Four points to follow in Beijing

Both assemblies, here we go! The economy will dominate the meetings starting on May 21st in Beijing. We described the 10 important points with the enlightenment of journalist Wang Jian. The Chinese version of the Caixin website focuses on 4 points:

1. The growth objective
2. The amount of the debt to be authorized
3. How to use special state bonds
4. Which points of the reform need to be accelerated?

The growth objective

Uncertainty remains. Will a growth target be set? Or, as in the two assemblies in some provinces, Sichuan and Yunnan, no specific target will be set.
Chinese economists think the target will be between 2 and 3%. The IMF and most foreign studies expect a figure of less than 2% for China and a contraction of 2.5% for the whole world.
Last year, China posted an increase of 6.1% and world growth 2.9%. The differential was 3.2% in China’s favour. This year, according to estimates, it could easily exceed 4, hence the debate on China, who is the winner of the Covid-19 epidemic!

How much can the debt amount to?

The first quarter saw a 14.3% drop in government revenue. Finance Minister Liu Kun estimates that this year they will be lower than in 2019. Indeed, analysts expect a drop of 3.2/3.3%.
The ministry has already authorized for local governments the issue of new special bonds in April of 2290 billion yuan, the total amount for the year is expected to approach 4000 billion ($560 billion).

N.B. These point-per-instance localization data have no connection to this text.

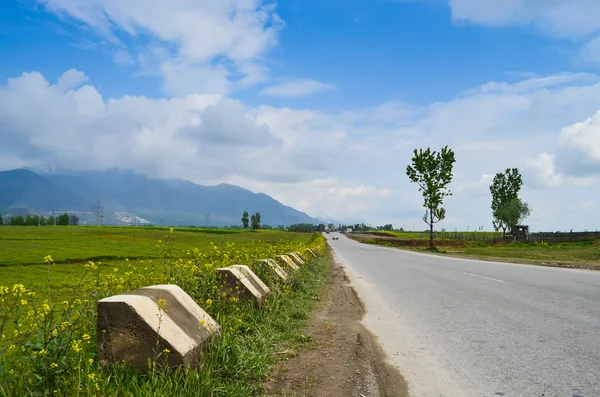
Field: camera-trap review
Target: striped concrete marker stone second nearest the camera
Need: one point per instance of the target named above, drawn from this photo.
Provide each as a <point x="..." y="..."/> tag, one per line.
<point x="240" y="281"/>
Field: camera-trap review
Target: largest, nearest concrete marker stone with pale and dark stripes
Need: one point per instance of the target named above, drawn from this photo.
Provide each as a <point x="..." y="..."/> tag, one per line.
<point x="132" y="328"/>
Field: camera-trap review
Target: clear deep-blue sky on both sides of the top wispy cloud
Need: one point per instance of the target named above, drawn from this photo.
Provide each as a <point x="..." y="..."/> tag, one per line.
<point x="371" y="51"/>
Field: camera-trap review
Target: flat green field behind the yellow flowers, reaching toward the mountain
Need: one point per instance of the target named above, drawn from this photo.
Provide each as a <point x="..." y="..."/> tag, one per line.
<point x="23" y="248"/>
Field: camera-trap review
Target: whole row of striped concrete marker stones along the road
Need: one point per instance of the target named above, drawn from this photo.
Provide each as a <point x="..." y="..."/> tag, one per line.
<point x="133" y="330"/>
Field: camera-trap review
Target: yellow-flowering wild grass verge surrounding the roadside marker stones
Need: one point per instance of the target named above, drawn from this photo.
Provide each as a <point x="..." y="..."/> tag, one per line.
<point x="48" y="348"/>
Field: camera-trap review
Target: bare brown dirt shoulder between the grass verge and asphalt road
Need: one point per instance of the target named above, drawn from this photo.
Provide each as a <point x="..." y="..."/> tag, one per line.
<point x="341" y="357"/>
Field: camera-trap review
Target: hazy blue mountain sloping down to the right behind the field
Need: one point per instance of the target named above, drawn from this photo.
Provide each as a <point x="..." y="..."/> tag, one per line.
<point x="168" y="201"/>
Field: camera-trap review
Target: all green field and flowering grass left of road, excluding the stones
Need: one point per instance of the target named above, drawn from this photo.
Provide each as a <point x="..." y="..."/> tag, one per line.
<point x="52" y="277"/>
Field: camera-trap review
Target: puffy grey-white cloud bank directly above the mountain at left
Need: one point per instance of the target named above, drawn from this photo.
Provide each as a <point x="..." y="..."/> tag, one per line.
<point x="200" y="136"/>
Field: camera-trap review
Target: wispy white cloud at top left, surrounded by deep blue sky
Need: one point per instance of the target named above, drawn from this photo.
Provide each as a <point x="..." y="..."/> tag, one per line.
<point x="208" y="44"/>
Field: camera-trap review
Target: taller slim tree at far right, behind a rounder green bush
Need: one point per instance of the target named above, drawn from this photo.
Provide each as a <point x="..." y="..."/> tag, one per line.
<point x="504" y="188"/>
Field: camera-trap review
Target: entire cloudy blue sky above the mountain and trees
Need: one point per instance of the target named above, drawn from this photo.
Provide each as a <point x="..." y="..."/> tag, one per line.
<point x="319" y="102"/>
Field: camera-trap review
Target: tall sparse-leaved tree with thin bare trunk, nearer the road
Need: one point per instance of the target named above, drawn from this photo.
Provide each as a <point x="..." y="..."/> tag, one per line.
<point x="432" y="172"/>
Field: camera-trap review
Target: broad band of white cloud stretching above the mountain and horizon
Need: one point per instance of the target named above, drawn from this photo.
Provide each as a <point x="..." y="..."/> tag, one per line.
<point x="347" y="165"/>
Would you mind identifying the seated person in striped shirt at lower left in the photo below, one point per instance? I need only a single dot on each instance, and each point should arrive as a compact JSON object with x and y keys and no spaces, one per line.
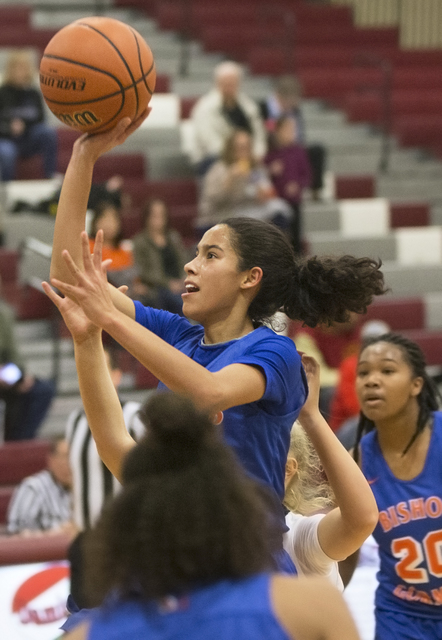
{"x":43,"y":502}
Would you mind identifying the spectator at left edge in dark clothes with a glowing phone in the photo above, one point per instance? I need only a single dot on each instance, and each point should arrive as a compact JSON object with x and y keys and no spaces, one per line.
{"x":27,"y":398}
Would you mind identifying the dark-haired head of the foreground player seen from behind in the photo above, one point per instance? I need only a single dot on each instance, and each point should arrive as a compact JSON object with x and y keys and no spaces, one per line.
{"x":187,"y":514}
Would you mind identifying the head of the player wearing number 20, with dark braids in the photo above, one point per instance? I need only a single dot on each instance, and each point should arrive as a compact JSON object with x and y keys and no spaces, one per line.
{"x":392,"y":381}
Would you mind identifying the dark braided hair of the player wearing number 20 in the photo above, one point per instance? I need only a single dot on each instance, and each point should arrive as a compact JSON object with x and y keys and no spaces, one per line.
{"x":428,"y":399}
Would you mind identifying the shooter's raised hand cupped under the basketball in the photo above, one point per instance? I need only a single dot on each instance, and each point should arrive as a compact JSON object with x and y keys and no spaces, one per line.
{"x":96,"y":144}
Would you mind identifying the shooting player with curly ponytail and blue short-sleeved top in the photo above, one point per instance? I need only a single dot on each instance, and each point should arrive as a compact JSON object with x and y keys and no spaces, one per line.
{"x":227,"y":360}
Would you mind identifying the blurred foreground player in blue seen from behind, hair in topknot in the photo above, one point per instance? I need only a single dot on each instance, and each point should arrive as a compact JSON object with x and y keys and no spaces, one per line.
{"x":186,"y":549}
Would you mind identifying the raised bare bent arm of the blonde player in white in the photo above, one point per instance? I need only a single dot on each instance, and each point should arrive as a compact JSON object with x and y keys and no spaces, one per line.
{"x":343,"y":530}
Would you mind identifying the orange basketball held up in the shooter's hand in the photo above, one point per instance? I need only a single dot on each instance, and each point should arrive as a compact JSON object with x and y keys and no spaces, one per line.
{"x":96,"y":71}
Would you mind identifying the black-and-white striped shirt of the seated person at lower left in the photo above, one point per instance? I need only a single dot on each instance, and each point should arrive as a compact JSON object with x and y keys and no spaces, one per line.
{"x":39,"y":503}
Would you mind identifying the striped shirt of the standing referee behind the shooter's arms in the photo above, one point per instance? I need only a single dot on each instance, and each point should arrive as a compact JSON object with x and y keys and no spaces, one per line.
{"x":92,"y":481}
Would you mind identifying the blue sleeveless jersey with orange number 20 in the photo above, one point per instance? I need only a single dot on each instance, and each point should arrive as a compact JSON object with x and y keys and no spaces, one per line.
{"x":409,"y":529}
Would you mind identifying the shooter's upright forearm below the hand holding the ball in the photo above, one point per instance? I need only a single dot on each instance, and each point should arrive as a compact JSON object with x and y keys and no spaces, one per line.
{"x":71,"y":214}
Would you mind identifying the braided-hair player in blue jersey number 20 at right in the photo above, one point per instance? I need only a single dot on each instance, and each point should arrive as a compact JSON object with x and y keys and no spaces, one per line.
{"x":400,"y":456}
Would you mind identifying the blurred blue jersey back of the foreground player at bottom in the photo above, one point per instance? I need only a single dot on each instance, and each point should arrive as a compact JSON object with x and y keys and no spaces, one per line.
{"x":237,"y":610}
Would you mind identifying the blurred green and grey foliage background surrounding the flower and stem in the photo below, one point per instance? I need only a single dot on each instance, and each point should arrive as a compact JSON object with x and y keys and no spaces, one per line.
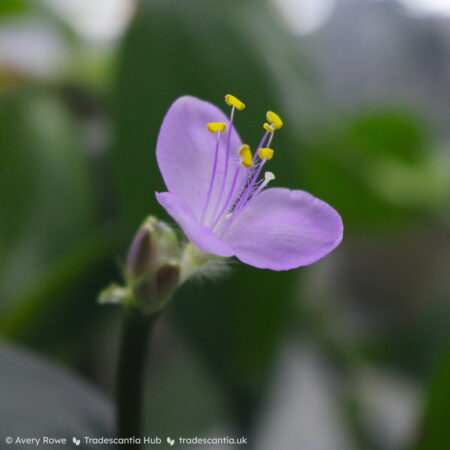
{"x":350,"y":353}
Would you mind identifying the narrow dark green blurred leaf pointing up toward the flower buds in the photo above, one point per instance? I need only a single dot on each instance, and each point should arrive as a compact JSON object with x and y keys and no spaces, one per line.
{"x":40,"y":306}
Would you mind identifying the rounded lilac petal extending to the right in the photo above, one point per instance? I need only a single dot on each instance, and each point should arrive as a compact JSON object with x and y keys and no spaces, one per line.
{"x":283,"y":229}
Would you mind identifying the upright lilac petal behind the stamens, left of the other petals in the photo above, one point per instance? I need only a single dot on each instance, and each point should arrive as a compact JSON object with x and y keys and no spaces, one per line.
{"x":185,"y":152}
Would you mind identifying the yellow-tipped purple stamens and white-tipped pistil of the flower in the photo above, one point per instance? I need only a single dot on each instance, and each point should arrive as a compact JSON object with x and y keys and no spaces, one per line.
{"x":242,"y":190}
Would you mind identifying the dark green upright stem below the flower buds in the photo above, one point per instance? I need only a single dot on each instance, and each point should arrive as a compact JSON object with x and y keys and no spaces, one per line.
{"x":137,"y":328}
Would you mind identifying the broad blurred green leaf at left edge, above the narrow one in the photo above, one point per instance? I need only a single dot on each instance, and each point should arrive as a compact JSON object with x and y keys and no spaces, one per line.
{"x":45,"y":190}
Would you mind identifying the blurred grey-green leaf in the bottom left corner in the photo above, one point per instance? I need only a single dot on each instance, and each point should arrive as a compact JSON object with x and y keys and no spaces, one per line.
{"x":39,"y":399}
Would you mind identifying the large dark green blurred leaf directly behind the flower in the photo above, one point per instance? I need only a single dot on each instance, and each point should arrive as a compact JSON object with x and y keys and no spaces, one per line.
{"x":176,"y":48}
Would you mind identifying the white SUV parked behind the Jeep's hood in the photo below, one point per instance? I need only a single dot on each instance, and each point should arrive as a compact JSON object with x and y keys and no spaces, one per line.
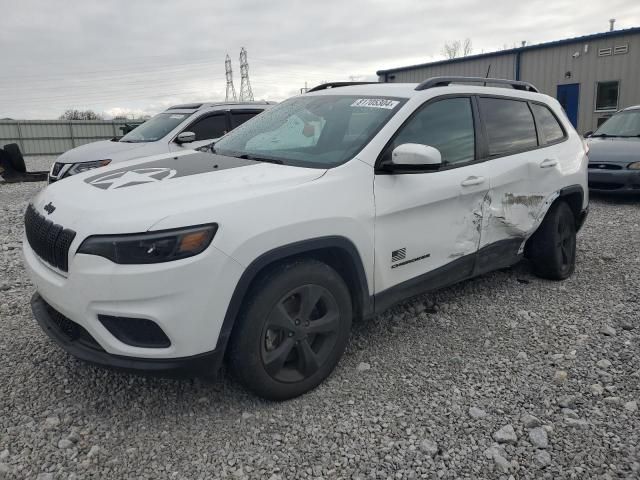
{"x":168,"y":131}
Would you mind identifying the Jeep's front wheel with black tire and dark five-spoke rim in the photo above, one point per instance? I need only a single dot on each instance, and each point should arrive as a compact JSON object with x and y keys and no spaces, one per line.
{"x":277,"y":350}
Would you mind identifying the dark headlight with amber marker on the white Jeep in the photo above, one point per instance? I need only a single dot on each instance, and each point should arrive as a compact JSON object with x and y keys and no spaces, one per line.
{"x":151,"y":247}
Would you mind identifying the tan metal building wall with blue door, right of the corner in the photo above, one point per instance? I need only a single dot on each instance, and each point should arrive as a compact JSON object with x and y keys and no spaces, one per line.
{"x":549,"y":67}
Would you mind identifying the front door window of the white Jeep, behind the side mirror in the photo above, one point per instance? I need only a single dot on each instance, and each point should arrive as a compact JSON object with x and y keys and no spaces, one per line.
{"x":446,"y":125}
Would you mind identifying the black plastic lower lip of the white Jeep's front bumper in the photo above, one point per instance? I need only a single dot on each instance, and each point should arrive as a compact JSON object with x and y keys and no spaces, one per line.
{"x":79,"y":343}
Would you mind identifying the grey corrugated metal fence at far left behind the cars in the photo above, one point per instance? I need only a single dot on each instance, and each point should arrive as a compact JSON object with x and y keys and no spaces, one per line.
{"x":54,"y":137}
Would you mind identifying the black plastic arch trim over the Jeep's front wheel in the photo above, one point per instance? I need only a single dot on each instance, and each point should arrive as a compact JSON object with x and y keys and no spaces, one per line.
{"x":338,"y":252}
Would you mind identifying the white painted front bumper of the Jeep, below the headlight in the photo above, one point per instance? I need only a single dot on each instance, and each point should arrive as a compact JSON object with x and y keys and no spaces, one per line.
{"x":186,"y":299}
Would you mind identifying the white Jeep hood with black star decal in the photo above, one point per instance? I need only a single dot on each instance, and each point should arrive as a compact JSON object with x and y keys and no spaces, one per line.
{"x":135,"y":196}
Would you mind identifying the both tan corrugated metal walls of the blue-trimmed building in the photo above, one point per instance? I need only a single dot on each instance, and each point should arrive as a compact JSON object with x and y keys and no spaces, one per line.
{"x":548,"y":67}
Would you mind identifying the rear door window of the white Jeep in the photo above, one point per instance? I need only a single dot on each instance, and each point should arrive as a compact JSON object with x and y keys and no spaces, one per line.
{"x":509,"y":125}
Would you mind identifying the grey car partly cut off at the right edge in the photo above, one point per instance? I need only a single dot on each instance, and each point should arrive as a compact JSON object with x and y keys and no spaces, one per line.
{"x":614,"y":153}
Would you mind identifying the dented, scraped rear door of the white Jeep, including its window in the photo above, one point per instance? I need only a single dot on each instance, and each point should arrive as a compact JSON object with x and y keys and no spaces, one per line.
{"x":513,"y":202}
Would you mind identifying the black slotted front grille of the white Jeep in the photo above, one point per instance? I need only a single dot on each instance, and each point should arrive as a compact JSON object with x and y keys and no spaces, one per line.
{"x":51,"y":242}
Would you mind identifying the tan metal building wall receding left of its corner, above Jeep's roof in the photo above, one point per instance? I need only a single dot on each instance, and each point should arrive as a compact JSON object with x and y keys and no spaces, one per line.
{"x":502,"y":66}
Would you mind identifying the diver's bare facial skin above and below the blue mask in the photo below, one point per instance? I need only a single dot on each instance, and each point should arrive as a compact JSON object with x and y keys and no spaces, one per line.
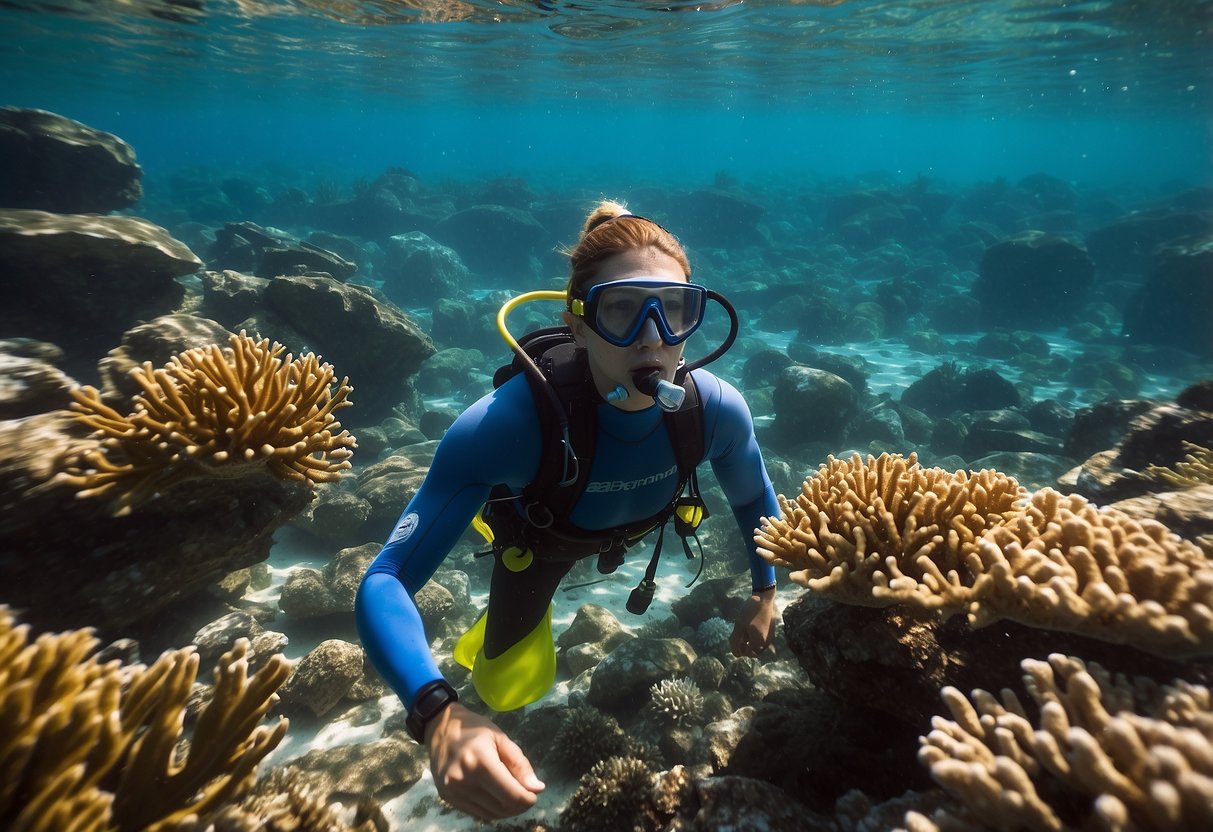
{"x":611,"y":366}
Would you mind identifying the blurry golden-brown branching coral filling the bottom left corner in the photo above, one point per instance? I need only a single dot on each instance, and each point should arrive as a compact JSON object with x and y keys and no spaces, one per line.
{"x":98,"y":746}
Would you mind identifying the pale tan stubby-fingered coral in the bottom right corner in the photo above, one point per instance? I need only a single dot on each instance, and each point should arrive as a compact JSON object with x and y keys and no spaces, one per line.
{"x":1103,"y":753}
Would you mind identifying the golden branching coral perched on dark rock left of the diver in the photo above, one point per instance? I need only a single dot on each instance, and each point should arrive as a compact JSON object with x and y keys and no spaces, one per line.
{"x":215,"y":413}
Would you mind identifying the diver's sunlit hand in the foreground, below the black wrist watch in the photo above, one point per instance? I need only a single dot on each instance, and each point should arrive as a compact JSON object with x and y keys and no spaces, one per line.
{"x":477,"y":768}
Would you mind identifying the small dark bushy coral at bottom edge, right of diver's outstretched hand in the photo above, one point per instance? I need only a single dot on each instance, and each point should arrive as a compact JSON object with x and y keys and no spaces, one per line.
{"x":616,"y":795}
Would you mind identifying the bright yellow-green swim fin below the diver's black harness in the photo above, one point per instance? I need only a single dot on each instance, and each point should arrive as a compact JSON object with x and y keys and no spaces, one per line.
{"x":520,"y":676}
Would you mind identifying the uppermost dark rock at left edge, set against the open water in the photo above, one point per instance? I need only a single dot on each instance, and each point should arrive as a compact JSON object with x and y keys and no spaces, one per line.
{"x":55,"y":164}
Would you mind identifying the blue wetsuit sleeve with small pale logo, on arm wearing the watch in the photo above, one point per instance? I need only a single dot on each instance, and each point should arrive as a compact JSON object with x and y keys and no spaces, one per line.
{"x":496,"y":441}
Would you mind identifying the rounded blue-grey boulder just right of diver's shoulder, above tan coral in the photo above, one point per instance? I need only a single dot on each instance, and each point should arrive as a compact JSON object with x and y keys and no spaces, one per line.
{"x":812,"y":406}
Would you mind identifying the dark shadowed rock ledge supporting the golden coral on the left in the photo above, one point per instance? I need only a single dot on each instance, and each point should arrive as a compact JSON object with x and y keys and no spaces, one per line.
{"x":127,"y":571}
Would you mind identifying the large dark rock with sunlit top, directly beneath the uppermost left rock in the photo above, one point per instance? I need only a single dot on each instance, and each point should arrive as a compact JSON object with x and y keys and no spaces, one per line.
{"x":82,"y":281}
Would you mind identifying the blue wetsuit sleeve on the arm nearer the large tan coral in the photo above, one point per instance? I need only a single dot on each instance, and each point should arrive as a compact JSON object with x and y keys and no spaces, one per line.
{"x":738,"y":465}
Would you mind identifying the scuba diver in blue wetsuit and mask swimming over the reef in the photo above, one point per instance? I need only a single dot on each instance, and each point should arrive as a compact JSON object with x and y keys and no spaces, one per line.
{"x":588,"y":445}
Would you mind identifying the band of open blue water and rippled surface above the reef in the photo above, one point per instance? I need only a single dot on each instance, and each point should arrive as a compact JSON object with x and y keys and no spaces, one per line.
{"x":601,"y":94}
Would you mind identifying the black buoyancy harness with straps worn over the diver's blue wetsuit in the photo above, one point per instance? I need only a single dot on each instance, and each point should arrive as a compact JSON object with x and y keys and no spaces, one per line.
{"x":543,"y":528}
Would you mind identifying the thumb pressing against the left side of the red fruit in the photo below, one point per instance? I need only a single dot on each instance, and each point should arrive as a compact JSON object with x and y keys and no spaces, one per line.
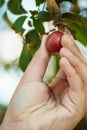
{"x":38,"y":64}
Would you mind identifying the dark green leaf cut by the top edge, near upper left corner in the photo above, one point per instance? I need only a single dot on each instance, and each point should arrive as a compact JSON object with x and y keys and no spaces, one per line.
{"x":15,"y":7}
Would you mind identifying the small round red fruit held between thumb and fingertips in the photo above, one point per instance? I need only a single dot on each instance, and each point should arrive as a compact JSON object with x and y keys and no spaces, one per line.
{"x":53,"y":42}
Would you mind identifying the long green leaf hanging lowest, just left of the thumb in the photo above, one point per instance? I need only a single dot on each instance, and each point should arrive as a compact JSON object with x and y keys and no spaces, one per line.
{"x":30,"y":47}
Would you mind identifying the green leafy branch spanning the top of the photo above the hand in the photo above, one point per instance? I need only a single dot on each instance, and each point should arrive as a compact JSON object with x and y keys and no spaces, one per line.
{"x":71,"y":20}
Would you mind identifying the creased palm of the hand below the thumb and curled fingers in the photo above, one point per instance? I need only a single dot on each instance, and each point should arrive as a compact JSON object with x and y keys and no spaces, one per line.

The use of Special State Bonds

The central government gave its authorization in March with specified use. They are expected to include subsidies or vouchers for consumption, tax exemptions for SMEs, aid for bank capital, measures for advantageous loans for companies and investments in construction and infrastructure, see a separate article on this subject. 

国债 中国



The issues of dividends and the engine of growth will need to be addressed, but also the long-term issues of land, labour force, capital, statistical data and technology, five key market drivers.

What areas of reform need to be accelerated?

The issues of dividends and the engine of growth will need to be addressed, but also the long-term issues of land, labour force, capital, statistical data and technology, five key market drivers.

In 2017, regulators have called for a slowdown of investment in infrastructure, as the epidemic has dealt a blow to the cash flow. On 30 April, they decided to promote a proposed infrastructure real estate investment fund to reinvigorate the sector. On a positive note, the Chinese economy could fare much better than its Western cousins! But that’s another story.

PS: Caixin is certainly one of the most interesting Chinese media on the Chinese economy and the Chinese world. Founded in 1998 by the famous Pekingese woman Hu Shuli, it pushes the limits of censorship and has allowed itself to go down dangerous paths without a hitch. Certainly, the protectors are powerful! The tsar of the (alleged) anti-corruption campaign, Wang Qishan? The declining Shanghai clan? 
This is the site that provided the greatest coverage of the Sars epidemics in 2003 and of Covid 19 while admitting that he could not write everything?